On October 24, members of the European Union reached agreement on new emissions targets for 2030: 40% cuts to greenhouse gas emissions, 27% target for the renewable energy market share and, an optional target of 27% increase for energy efficiency improvement. The EU is holding up the agreement as a model for other countries in advance of the Paris climate talks of 2015, though like all politically-driven compromises, it has its critics. According to Greenpeace EU: “People across Europe want cleaner energy, but EU leaders are knocking the wind out of Europe’s booming renewables sector”, and from the European Green Party, “It is shameful that the council gave veto power against better goals to Poland on renewables, to France on interconnectors, and to the UK on efficiency. […] We used to have a polluter-pays-principle; now we’ve gotten a polluter-vetos-principle”.
After hard-fought negotiations, the members of the European Union finally agreed on January 22 to a compromise Framework proposal to cut greenhouse gas emissions by 40% by 2030, compared with 1990 levels, and a goal of producing 27% of all energy from renewable sources by 2030. The European carbon emissions trading system (EUTS) will be reformed, and the goal of improving energy efficiency by 25% by 2030 will be an “indicative target”, not legally binding. Fracking will also be governed by non-binding recommendations rather than regulation. Most significantly for Canada, the Fuel Quality Directive will not be renewed after its expiry in 2020 – a move away from the support of biofuels, and which might allow for Alberta oil to enter the European fuel supply chain. The Canadian government has lobbied actively for such a change.
Environmental groups disagree with the positive spin: according to the Friends of the Earth Europe, the negotiators “…seem to have fallen for the old-think industry spin that there must be a trade-off between climate action and economic recovery. This position completely ignores the huge financial cost of dealing with the impacts of climate change and the €500 billion the EU is spending every year on oil and gas imports”. (at: https://www.foeeurope.org/2030_climate_energy_plan_220114).
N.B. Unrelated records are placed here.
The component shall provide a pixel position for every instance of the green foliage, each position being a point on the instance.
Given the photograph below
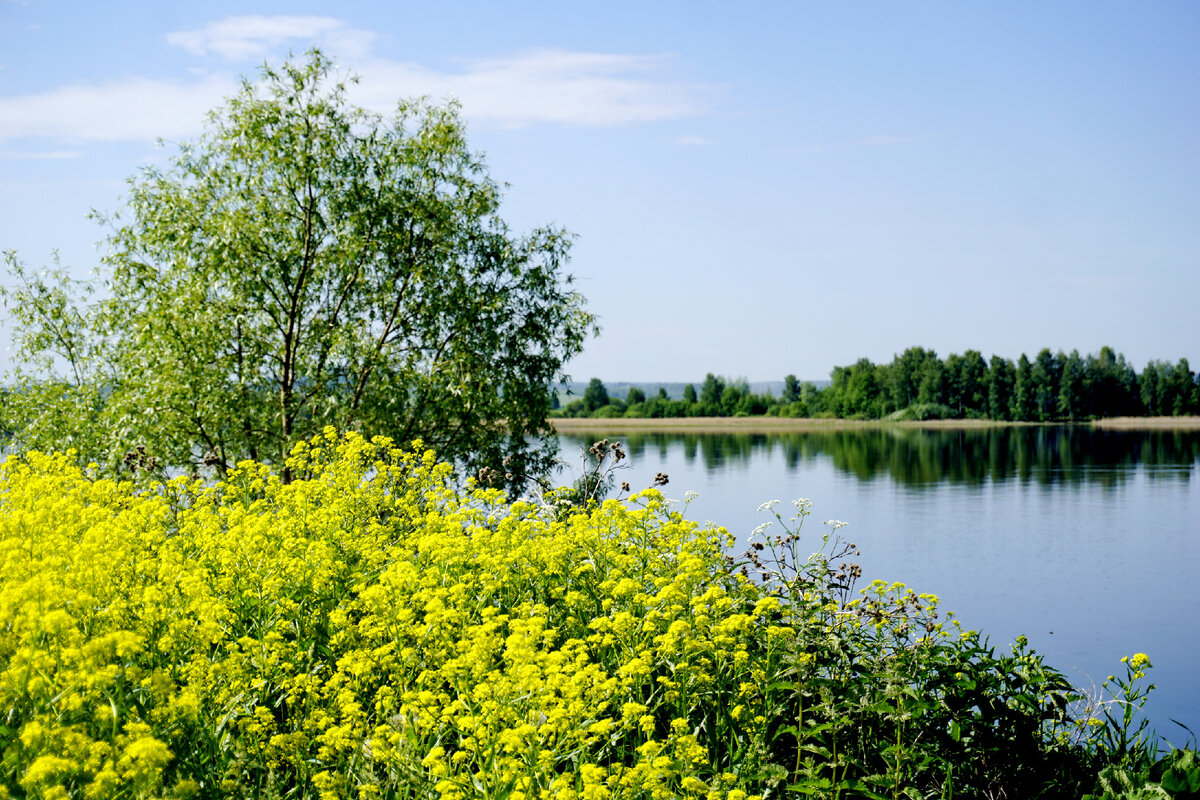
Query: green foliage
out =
(304, 263)
(369, 631)
(921, 411)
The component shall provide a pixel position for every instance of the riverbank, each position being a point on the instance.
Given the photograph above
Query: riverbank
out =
(1150, 423)
(784, 423)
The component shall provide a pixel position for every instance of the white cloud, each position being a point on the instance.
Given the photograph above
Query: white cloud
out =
(40, 155)
(255, 37)
(541, 86)
(138, 109)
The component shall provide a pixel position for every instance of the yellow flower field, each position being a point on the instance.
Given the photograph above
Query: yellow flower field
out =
(369, 631)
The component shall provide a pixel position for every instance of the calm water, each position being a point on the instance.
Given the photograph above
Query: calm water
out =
(1087, 542)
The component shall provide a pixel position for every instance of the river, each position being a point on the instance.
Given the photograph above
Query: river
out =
(1086, 541)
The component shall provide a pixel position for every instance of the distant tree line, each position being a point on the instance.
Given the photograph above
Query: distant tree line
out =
(919, 385)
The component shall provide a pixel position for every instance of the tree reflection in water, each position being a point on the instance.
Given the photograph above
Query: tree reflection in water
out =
(1042, 455)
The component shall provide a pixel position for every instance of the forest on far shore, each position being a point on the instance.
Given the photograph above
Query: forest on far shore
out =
(919, 385)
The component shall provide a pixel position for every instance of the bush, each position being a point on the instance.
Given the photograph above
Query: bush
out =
(921, 411)
(370, 631)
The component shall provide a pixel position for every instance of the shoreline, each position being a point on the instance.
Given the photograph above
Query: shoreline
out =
(801, 425)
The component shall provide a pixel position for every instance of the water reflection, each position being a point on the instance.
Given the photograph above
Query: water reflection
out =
(925, 457)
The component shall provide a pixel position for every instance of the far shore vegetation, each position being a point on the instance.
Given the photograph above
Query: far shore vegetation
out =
(918, 386)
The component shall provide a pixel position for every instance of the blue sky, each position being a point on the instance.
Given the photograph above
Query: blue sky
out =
(757, 188)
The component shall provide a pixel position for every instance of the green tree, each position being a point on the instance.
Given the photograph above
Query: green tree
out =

About fracking, the FOE had this to say: “… attempts to regulate the fracking industry have been undermined by heavy corporate lobbying and pressure from certain member states intent on fracking their lands.” … “With the heavy support from José Manuel Barroso, the United Kingdom, Poland, and Romania have all played a leading role in undermining shale gas legislation, with allies Hungary, Lithuania, Czech Republic and Slovakia.” See https://www.foeeurope.org/shale_gas_framework_220114. An article in The Guardian (Jan. 14) offers a detailed analysis of the significant role played by the U.K. to weaken the fracking regulations (see at: http://www.theguardian.com/environment/2014/jan/14/uk-defeats-european-bid-fracking-regulations).
A study commissioned by the European Commission has concluded that Europe’s cap-and-trade program has not caused industry to relocate to countries without greenhouse gas regulation in a process known as “carbon leakage”. In a series of sectoral “factsheets”, the report presents historical data on the structure, performance, and competitiveness of sectors (including iron and steel, chemicals, paper, cement, refined petroleum) and assess the degree to which carbon leakage may have occurred. Although the study found that no companies left Europe for unregulated territory between 2005 and 2012, the authors indicate they suspect this may change.